Via Alon Levy’s great walkability and planning website, Pedestrian Observations, here’s a chart showing transit operating costs using two different payment models:
[Note: these data are from New York City commuter rail, e.g. the Long Island Railroad or LIRR and Metro-North, a NYC commuter rail line.]
Levy has a lot of information on how scheduling and staffing levels can affect costs. Here’s Levy’s key idea:
But whatever happens, the most important reform from the point of view of reducing marginal off-peak service provision costs is letting go of redundant train crew. Halving the variable operating costs is exactly what is required to convert the nearly empty off-peak trains from financial drains to an extra source of revenues, balancing low ridership with even lower expenses. This would of course compound with other operating efficiencies, limiting the losses of branch lines and turning the busier main line trains into profit centers. But nowhere else is there the possibility of cutting costs so much with one single policy change as with removing conductors and changing the fare enforcement system to proof-of-payment.
There’s been lots of conversation about enforcement on the Green Line. People ask things like “why aren’t there turnstyles?” or “why aren’t there more police checking tickets?”
Well, the answer lies in economics. In general, I think Twin Cities rail transit is pretty efficient!
Our LRT lines are pretty efficient (at least if we assume the Green Line is performing about as well as the Blue Line — I don’t think I’ve seen data released on that yet), though unfortunately our Northstar commuter line is way on the other end of the scale. I included a chart in this post that showed Northstar having an unusually high operating cost. This may be one reason why.
Commuter rail systems are often flawed by design, though — on Northstar, there would still need to be a crewmember to deploy a bridge plate or onboard lift to assist passengers in wheelchairs or other mobility problems, since the train isn’t designed for level boarding. Very frustrating that the freight companies don’t allow good platform designs to be used.
The other end of the operational spectrum is a system like Vancouver’s SkyTrain.
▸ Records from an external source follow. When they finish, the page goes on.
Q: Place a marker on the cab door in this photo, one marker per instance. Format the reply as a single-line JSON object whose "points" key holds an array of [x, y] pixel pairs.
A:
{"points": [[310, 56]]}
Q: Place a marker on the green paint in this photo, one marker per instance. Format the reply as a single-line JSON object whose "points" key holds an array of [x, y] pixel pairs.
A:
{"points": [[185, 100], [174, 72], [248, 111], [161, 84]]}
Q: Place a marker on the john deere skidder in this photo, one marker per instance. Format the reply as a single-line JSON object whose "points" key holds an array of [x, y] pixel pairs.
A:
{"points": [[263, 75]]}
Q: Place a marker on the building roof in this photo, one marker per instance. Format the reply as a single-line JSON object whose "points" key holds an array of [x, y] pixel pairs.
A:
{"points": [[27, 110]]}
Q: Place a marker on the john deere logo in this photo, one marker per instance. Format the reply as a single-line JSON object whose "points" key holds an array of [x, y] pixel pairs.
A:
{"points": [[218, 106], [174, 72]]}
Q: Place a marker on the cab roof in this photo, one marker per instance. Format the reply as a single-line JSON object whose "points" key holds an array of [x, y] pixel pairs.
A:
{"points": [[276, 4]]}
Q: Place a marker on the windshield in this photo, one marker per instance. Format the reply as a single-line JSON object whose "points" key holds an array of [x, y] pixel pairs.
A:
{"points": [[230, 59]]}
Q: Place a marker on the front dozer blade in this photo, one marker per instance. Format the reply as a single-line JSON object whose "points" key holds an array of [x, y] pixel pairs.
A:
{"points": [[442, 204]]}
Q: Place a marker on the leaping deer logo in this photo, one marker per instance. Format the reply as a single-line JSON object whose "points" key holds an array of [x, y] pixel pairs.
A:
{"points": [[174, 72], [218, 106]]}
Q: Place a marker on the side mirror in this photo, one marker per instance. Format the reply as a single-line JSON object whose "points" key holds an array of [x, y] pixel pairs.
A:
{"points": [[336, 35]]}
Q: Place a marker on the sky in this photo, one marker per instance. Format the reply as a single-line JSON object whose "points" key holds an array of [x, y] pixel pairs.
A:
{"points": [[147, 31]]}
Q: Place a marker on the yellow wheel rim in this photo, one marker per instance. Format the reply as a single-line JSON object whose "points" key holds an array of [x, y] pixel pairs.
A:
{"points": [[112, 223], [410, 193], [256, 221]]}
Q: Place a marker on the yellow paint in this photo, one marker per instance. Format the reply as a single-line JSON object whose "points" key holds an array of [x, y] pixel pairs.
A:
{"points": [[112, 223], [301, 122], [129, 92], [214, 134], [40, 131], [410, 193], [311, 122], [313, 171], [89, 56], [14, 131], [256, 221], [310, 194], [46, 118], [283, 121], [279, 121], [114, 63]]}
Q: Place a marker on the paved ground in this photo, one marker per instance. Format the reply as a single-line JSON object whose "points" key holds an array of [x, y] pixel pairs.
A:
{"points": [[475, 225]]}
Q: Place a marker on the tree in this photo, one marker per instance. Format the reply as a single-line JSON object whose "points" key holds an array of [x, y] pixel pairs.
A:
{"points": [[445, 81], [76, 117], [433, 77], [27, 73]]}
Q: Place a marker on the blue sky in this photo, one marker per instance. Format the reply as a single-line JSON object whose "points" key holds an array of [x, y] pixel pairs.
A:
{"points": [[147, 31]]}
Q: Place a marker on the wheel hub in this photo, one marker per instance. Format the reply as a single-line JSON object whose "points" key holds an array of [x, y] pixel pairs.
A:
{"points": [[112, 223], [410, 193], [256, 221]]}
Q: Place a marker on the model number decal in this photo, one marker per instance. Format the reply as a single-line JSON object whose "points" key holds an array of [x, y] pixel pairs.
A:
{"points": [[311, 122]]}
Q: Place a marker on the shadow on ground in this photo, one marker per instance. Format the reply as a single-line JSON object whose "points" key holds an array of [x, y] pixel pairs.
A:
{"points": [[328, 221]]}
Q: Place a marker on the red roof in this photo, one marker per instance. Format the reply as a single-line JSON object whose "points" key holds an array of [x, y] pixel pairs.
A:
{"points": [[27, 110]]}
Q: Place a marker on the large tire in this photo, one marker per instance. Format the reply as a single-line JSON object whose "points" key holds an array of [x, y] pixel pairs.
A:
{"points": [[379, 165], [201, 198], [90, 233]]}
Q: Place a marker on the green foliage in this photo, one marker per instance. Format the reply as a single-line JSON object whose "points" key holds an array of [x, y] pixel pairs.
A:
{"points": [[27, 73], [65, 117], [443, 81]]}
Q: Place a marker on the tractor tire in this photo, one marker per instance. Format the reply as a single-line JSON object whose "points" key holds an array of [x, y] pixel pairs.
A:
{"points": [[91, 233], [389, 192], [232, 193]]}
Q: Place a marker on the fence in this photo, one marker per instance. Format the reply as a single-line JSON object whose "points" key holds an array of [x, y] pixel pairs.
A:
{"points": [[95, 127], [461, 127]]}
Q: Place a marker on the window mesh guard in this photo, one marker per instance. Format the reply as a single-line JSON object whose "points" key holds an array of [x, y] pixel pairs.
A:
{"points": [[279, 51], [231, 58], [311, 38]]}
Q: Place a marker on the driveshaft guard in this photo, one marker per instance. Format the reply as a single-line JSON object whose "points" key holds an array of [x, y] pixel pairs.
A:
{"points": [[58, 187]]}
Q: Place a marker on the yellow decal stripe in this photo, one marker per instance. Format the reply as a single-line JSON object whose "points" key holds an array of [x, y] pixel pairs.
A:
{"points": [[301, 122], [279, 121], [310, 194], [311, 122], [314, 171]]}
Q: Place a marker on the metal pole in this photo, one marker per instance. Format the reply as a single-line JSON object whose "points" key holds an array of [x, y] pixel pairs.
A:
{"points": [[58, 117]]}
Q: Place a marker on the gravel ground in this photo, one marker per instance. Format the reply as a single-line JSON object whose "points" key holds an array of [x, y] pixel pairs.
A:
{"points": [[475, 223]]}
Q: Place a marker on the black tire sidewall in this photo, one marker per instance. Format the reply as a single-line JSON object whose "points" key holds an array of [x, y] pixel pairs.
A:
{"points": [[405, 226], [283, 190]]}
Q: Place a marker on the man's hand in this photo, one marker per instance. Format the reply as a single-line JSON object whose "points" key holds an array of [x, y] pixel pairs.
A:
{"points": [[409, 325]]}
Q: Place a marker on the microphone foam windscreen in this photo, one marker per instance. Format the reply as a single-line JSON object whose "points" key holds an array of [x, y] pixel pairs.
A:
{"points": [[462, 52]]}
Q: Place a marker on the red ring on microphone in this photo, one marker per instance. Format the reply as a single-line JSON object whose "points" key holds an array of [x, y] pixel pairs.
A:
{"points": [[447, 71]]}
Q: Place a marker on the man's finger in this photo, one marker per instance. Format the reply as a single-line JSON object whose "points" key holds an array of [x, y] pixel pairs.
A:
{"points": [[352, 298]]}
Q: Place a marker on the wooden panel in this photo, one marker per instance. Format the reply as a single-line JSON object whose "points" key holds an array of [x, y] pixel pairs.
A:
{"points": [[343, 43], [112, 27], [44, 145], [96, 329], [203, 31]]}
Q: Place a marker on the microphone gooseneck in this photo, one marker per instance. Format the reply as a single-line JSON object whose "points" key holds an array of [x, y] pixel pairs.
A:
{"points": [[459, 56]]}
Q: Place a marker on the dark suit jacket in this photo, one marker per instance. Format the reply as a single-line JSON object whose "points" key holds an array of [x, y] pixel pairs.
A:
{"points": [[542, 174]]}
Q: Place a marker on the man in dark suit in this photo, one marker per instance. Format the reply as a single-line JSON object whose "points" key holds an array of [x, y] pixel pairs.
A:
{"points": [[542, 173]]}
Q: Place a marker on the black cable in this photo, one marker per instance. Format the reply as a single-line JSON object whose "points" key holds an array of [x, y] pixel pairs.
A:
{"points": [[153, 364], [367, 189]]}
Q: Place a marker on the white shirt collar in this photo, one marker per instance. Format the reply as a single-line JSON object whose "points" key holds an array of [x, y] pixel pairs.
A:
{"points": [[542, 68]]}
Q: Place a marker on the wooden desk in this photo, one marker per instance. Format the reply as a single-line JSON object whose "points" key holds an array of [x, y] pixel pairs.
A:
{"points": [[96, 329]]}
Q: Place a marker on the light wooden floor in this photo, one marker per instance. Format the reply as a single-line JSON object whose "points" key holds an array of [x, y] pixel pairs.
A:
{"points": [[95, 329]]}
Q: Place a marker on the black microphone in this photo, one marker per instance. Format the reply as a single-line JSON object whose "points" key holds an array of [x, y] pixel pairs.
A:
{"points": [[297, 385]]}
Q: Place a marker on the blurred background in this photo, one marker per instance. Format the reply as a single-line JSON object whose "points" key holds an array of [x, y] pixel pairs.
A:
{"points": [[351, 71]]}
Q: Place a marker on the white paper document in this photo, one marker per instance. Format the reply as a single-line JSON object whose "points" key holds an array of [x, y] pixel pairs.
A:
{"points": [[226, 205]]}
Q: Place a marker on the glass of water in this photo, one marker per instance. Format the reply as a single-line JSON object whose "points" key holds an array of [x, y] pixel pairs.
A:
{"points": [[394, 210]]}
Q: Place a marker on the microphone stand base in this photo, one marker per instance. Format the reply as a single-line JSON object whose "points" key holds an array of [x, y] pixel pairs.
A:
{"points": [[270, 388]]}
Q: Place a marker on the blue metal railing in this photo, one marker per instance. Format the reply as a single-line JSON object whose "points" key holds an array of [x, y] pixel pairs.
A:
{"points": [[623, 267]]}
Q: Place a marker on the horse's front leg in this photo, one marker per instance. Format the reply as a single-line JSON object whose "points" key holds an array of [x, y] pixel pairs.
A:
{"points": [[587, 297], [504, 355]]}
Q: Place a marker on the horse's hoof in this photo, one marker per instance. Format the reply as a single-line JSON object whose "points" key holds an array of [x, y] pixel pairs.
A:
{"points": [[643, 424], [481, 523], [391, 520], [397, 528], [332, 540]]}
Or other completely grade separated trains like the skytrain connecting JFK to Jamaica Station in New York….
With full grade separation comes automated operations. With automated operations comes significantly lower operational costs. With significantly lower operational costs comes 24 hour operations at frequent headways.
I could just kiss Vancouver’s public transit on the mouth. I was there with my family (me, wife, 5-year-old and 1-year-old), and the Canada Line subway comes every three minutes. We wanted to go to Lynn Canyon Park out past North Vancouver, and transit got us there in an hour (a one fare trip that included a train, a boat, a sushi stop and a bus).